The Bank of England has rejected suggestions made by Northern Rock’s management at the Treasury select committee that talks with an unnamed party broke down before the bank run because the BoE refused to offer a backstop facility.

In a statement the Bank says it was approached on the weekend of September 8-9 by a potential bidder wanting loans of up to £30bn – over one to two years without a penalty rate of interest – as part of the deal.

The BoE said: “The authorities including the Bank of England recognised the advantages of a takeover. They also agreed that in the circumstances it would be inappropriate to help finance a bid by one bank for another.”

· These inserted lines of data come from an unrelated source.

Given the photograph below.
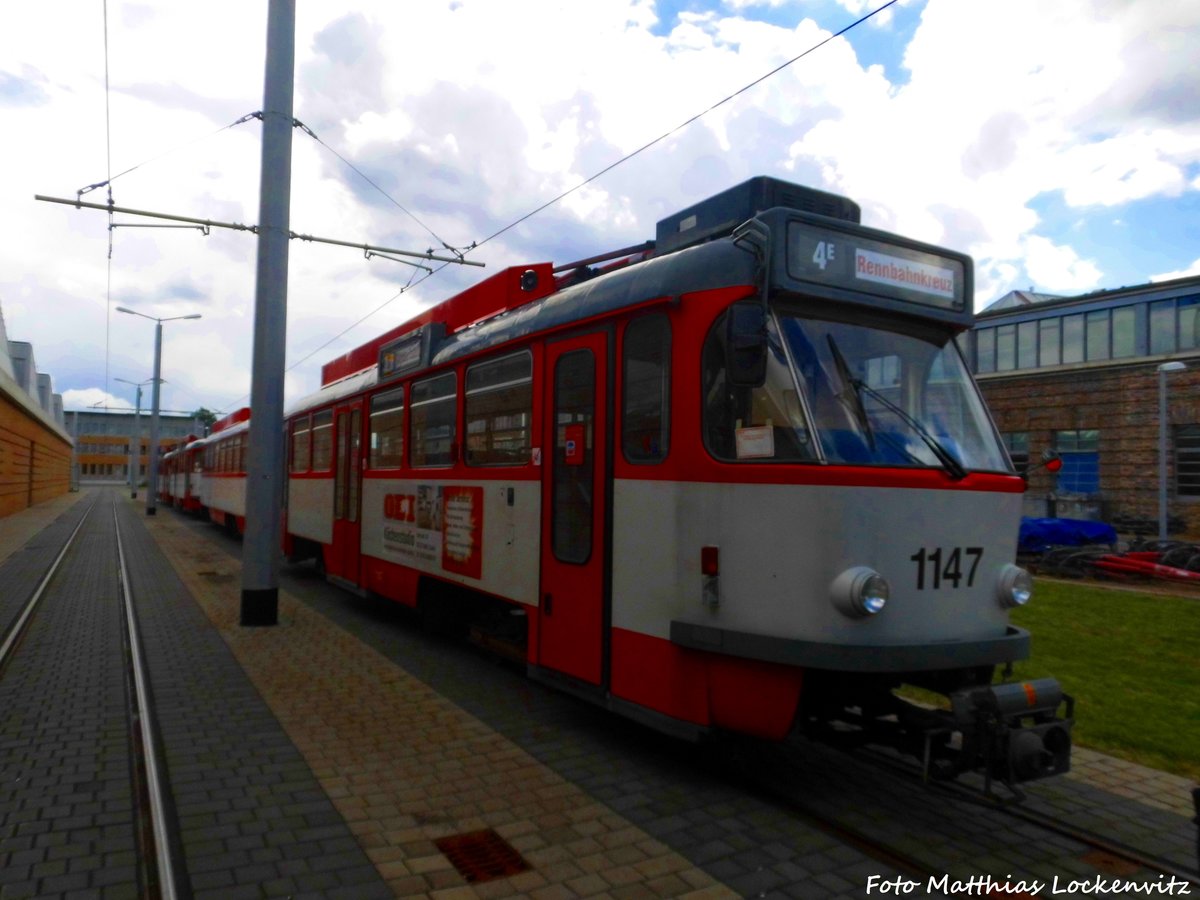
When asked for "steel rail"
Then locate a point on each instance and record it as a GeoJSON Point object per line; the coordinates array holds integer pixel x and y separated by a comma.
{"type": "Point", "coordinates": [239, 227]}
{"type": "Point", "coordinates": [18, 628]}
{"type": "Point", "coordinates": [145, 719]}
{"type": "Point", "coordinates": [1061, 827]}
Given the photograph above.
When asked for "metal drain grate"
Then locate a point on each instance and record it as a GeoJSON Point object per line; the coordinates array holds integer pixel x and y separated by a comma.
{"type": "Point", "coordinates": [481, 856]}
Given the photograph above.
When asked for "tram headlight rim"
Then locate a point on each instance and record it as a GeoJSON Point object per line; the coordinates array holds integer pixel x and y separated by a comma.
{"type": "Point", "coordinates": [861, 592]}
{"type": "Point", "coordinates": [1014, 587]}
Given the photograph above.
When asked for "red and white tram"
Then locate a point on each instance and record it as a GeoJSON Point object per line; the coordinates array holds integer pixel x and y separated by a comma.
{"type": "Point", "coordinates": [736, 479]}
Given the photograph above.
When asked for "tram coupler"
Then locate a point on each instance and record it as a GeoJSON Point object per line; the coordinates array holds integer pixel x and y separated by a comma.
{"type": "Point", "coordinates": [1013, 732]}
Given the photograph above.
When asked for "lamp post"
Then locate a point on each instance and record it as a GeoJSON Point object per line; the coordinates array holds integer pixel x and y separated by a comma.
{"type": "Point", "coordinates": [153, 475]}
{"type": "Point", "coordinates": [136, 443]}
{"type": "Point", "coordinates": [1162, 443]}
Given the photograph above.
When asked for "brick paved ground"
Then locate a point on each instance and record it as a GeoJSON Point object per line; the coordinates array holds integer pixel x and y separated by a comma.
{"type": "Point", "coordinates": [390, 741]}
{"type": "Point", "coordinates": [403, 766]}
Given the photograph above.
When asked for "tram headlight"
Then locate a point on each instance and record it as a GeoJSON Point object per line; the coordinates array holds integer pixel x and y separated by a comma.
{"type": "Point", "coordinates": [859, 592]}
{"type": "Point", "coordinates": [1014, 587]}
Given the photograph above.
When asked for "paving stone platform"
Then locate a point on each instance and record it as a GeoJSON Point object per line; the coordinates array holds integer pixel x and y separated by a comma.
{"type": "Point", "coordinates": [328, 756]}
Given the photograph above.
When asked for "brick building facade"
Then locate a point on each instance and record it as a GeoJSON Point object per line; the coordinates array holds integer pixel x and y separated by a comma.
{"type": "Point", "coordinates": [1080, 376]}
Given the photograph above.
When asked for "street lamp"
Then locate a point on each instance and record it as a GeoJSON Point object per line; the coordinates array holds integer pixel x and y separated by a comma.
{"type": "Point", "coordinates": [136, 443]}
{"type": "Point", "coordinates": [1162, 443]}
{"type": "Point", "coordinates": [153, 475]}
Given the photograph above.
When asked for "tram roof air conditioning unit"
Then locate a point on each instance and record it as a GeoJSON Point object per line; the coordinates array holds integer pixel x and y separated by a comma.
{"type": "Point", "coordinates": [720, 214]}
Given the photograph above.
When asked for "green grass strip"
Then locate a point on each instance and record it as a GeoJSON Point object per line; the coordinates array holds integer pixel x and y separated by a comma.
{"type": "Point", "coordinates": [1132, 661]}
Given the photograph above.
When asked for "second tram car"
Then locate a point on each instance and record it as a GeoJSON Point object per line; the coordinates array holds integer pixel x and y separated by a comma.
{"type": "Point", "coordinates": [736, 479]}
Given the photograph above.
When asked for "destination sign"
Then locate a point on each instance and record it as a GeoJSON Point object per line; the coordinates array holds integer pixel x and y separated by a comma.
{"type": "Point", "coordinates": [402, 355]}
{"type": "Point", "coordinates": [844, 259]}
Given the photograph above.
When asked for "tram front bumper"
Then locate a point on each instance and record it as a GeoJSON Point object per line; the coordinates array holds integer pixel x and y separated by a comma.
{"type": "Point", "coordinates": [1013, 646]}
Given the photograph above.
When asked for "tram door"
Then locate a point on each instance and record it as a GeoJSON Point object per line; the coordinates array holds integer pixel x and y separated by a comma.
{"type": "Point", "coordinates": [347, 490]}
{"type": "Point", "coordinates": [570, 633]}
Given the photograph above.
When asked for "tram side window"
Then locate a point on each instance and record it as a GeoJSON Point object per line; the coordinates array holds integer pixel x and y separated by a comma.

It said offering such a loan facility would have broken rules on central banks offering state aid.

Northern Rock approached the BoE for emergency funding on September 13 after talks broke down wth the unnamed party, understood to have been Lloyds TSB.

The grilling of Northern Rock’s management team at the TSC on Tuesday saw chairman Matt Ridley and chief executive Adam Applegarth make it clear that they were willing to resign during the bank run but said the overwhelming feeling of shareholders was they were needed in the short term to guide the bank through the crisis.

Applegarth said there was nothing more he could have done to stop the crisis but laid blame at the BoE for not allowing a lender of last resort facility before the bank run, something he said could have averted problems.